Our objections to the Democrats’ health care proposals are not mere “bickering” or “games.” They are not an attempt to “score short term political points.” And it’s hard to listen to the President lecture us not to use “scare tactics” when in the next breath he says that “more will die” if his proposals do not pass. 

In his speech the President directly responded to concerns I’ve raised about unelected bureaucrats being given power to make decisions affecting life or death health care matters. He called these concerns “bogus,” “irresponsible,” and “a lie” -- so much for civility. After all the name-calling, though, what he did not do is respond to the arguments we’ve made, arguments even some of his own supporters have agreed have merit. 
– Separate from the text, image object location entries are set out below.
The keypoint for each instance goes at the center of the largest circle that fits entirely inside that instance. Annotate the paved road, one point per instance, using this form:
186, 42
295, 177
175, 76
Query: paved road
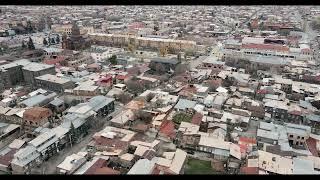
49, 167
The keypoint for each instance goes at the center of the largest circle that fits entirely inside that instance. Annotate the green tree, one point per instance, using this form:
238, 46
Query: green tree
23, 45
52, 41
180, 69
29, 27
179, 117
73, 136
45, 42
113, 59
135, 87
160, 69
143, 116
58, 39
30, 44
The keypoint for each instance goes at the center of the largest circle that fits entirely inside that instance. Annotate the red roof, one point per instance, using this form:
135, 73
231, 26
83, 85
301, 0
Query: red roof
167, 128
265, 47
197, 118
312, 146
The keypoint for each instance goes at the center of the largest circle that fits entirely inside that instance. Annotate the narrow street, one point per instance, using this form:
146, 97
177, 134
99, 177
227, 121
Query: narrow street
49, 167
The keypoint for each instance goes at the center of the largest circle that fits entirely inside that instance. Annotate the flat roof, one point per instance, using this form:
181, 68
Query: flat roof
37, 67
53, 78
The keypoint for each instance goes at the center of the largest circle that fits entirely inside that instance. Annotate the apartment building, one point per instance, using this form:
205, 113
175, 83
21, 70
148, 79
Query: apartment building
53, 83
142, 42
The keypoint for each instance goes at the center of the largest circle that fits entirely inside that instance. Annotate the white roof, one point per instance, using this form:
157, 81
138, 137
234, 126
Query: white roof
188, 128
71, 162
17, 144
163, 161
215, 143
127, 157
221, 89
42, 138
123, 117
235, 151
178, 161
142, 166
52, 78
275, 163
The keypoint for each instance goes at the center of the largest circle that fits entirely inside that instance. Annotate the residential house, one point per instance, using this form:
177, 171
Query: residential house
36, 117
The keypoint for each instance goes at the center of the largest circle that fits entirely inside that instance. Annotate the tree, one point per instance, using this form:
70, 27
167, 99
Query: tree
124, 98
180, 69
23, 45
179, 117
30, 44
52, 41
58, 39
72, 135
143, 116
149, 97
29, 27
45, 42
160, 69
134, 87
113, 59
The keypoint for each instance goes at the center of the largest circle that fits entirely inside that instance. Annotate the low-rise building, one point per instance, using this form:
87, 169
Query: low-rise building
53, 83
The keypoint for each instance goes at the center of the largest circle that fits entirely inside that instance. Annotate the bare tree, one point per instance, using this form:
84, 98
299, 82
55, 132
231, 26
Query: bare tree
149, 97
180, 69
134, 87
143, 116
160, 69
124, 98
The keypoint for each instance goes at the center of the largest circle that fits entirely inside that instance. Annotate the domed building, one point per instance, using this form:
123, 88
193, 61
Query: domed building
75, 41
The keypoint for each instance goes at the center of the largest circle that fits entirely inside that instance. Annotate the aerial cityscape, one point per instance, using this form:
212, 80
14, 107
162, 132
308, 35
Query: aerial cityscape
159, 90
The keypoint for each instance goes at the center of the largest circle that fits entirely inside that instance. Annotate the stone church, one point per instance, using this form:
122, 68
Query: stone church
75, 41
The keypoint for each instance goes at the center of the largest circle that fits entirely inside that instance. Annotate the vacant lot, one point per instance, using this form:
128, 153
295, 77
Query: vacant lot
195, 166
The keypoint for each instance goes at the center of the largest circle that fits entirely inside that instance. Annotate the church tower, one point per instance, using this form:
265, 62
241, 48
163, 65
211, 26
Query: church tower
64, 41
75, 30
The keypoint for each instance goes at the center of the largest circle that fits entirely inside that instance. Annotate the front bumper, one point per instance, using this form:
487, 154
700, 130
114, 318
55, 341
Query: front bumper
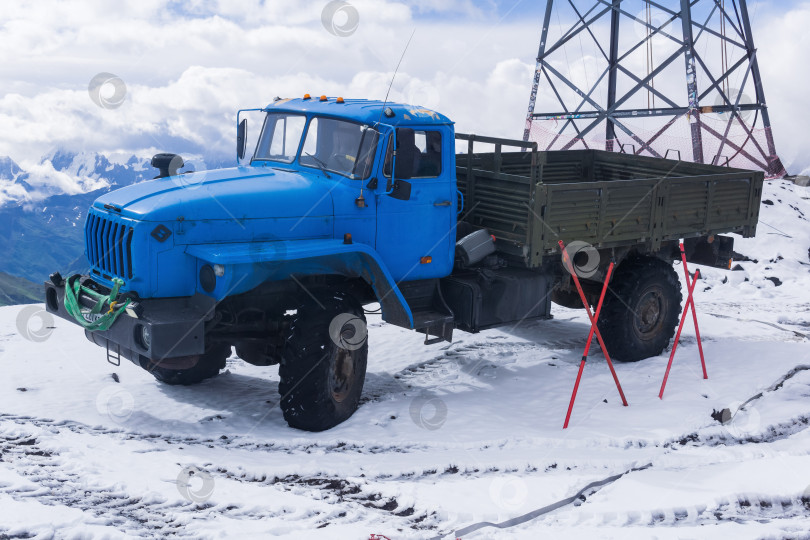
176, 326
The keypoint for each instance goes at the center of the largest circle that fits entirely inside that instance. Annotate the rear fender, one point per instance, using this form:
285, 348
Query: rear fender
248, 264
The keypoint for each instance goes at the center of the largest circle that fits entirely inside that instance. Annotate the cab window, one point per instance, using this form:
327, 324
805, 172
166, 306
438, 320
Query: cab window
427, 154
338, 146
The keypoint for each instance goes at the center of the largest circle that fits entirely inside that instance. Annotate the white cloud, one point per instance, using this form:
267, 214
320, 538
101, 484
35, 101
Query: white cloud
189, 69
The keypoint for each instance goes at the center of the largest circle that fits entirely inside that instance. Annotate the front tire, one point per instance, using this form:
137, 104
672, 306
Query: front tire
322, 375
641, 309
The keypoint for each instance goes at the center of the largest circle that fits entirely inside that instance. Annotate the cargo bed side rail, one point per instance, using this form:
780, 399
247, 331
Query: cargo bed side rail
504, 199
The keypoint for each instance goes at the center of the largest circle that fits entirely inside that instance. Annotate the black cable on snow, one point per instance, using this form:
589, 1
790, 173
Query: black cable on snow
544, 510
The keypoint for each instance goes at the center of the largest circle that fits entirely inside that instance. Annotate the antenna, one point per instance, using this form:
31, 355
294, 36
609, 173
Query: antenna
361, 201
395, 75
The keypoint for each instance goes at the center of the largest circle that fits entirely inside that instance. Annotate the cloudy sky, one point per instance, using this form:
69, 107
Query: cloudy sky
188, 66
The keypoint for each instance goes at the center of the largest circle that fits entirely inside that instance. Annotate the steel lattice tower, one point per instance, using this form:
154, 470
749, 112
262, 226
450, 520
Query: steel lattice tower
691, 93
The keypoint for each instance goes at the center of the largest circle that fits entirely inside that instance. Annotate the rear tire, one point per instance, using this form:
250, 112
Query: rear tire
207, 366
321, 381
641, 309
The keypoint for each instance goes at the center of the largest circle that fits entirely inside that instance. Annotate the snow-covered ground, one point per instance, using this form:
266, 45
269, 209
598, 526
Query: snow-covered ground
447, 436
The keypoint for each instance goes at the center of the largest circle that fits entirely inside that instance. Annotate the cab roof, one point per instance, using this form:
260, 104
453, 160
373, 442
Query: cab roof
361, 110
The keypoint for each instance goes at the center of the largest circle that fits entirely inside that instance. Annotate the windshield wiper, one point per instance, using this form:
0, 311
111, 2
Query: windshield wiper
321, 164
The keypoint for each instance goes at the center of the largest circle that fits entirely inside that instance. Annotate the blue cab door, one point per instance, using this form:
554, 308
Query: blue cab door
416, 237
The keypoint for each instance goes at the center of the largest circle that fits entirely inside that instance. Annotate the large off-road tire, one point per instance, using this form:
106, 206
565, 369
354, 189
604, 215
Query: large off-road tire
206, 366
322, 375
641, 309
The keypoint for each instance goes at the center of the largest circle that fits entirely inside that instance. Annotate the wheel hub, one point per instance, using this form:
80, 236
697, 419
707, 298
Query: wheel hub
648, 312
342, 372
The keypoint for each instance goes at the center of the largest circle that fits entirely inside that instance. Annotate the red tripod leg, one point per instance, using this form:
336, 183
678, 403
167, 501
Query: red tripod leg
689, 302
694, 314
594, 330
587, 345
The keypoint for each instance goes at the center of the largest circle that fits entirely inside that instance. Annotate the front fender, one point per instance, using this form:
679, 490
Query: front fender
248, 264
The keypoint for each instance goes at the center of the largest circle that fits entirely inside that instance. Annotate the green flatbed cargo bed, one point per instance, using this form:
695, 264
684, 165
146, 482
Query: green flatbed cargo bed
529, 200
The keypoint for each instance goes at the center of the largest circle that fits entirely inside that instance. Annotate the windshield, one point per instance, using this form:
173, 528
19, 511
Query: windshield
338, 146
280, 137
In fact, after promising to “make sure that no government bureaucrat .... gets between you and the health care you need,” the President repeated his call for an Independent Medicare Advisory Council -- an unelected, largely unaccountable group of bureaucrats charged with containing Medicare costs. He did not disavow his own statement that such a group, working outside of “normal political channels,” should guide decisions regarding that “huge driver of cost ... the chronically ill and those toward the end of their lives....” He did not disavow the statements of his health care advisor, Dr. Ezekiel Emanuel, and continuing to pay his salary with taxpayer dollars proves a commitment to his beliefs. The President can keep making unsupported assertions, but until he directly responds to the arguments I’ve made, I’m going to call him out too. 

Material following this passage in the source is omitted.